Alarms
An alarm refers to the state of a probe, monitor, or change in a value over or under a given threshold. A simple example would be an alarm that sends an email when a disk is full or a web site is down. More sophisticated alarms are entirely programmatic and used to drive complex interactions such as auto-scaling or creating of entire server clusters.
Regardless of the use case though, an alarm indicates the current state of a metric. This state can be OK
, WARNING
, ALERT
, or NO DATA
, depending on the system in question.
Alarms reflect this state for a period of time and are built on top of a timeseries. As such, they are derived from a time series. This graph below shows two alarms: one with a warning threshold, and another that is indicative of average values across this timeseries. As the volume of traffic in this shows, the alarms for the warning threshold should be in a breach state when it dips below the defined value.

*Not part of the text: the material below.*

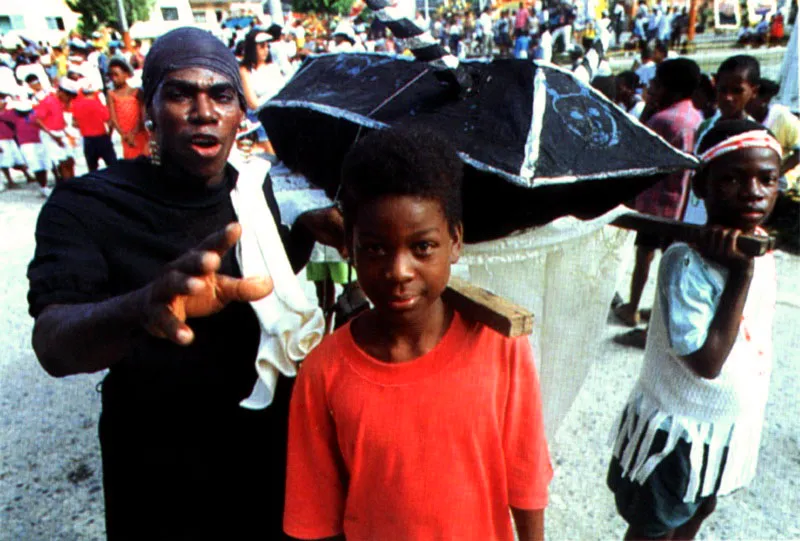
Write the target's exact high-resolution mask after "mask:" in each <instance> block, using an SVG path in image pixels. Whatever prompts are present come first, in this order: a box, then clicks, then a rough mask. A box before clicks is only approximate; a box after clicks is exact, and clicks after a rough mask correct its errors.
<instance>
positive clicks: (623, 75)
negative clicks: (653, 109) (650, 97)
mask: <svg viewBox="0 0 800 541" xmlns="http://www.w3.org/2000/svg"><path fill="white" fill-rule="evenodd" d="M615 83H616V92H615V96H616V98H615V101H616V103H617V105H619V106H620V107H622V108H623V109H625V112H627V113H628V114H629V115H631V116H632V117H634V118H636V119H637V120H638V119H639V117H641V116H642V111H644V106H645V103H644V100H643V99H642V97H641V96H640V95H639V94H638V92H637V91H638V90H639V86H640V85H641V83H640V82H639V76H638V75H636V73H634V72H632V71H623V72H622V73H620V74H619V75H617V77H616V81H615Z"/></svg>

The purpose of an alarm can be either to trigger an action (either human or progammatic), or to be informational (that a threshold is breached). Alarms provide insight into performance of a metric.
Alert on things that are actionable
Alarm fatigue is when people get so many alerts that they have learned to ignore them. This is not an indication of a well-monitored system! Rather this is an anti-pattern.
Create alarms for things that are actionable, and you should always work from your objectives backwards.
For example, if you operate a web site that requires fast response times, create an alert to be delivered when your response times are exceeding a given threshold. And if you have identified that poor performance is tied to high CPU utilization then alert on this datapoint proactively before it becomes an issue. However, there may no need to alert on all CPU utilization everywhere in your environment if it does not endanger your outcomes.
If an alarm does not need alert you, or trigger an automated process, then there is no need to have it alert you. You should remove the notifications from alarms that are superfluous.
Beware of the "everything is OK alarm"
Likewise, a common pattern is the "everything is OK" alarm, when operators are so used to getting constant alerts that they only notice when things suddenly go silent! This is a very dangerous mode to operate in, and a pattern that works against operational excellence.
The "everything is OK alarm" usually requries a human to interpret it! This makes patterns like self-healing applications impossible.1
Fight alarm fatigue with aggregation
Observability is a human problem, not a technology problem. And as such, your alarm strategy should focus on reducing alarms rather than creating more. As you implement telemetry collection, it is natural to have more alerts from your environment. Be cautious though to only alert on things that are actionable. If the condition that caused the alert is not actionable then there is no need to report on it.
This is best shown by example: if you have five web servers that use a single database for their backend, what happens to your web servers if the database is down? The answer for many people is that they get at least six alerts - five for the web servers and one for the database!
But there are only two alerts that make sense to deliver:
- The web site is down, and
- The database is the cause
Distilling your alerts into aggregates makes it easier for people to understand, and then easier to create runbooks and automation for.
Use your existing ITSM and support processes
Regardless of your monitoring and observability platform, they must integrate into your current toolchain.
Create trouble tickets and issues using a programmatic integration from your alerts into these tools, removing human effort and streamlining processes along the way.
This allows you to derive important operatonal data such as DORA metrics.
Footnotes
-
See https://aws.amazon.com/blogs/apn/building-self-healing-infrastructure-as-code-with-dynatrace-aws-lambda-and-aws-service-catalog/ for more about this pattern. ↩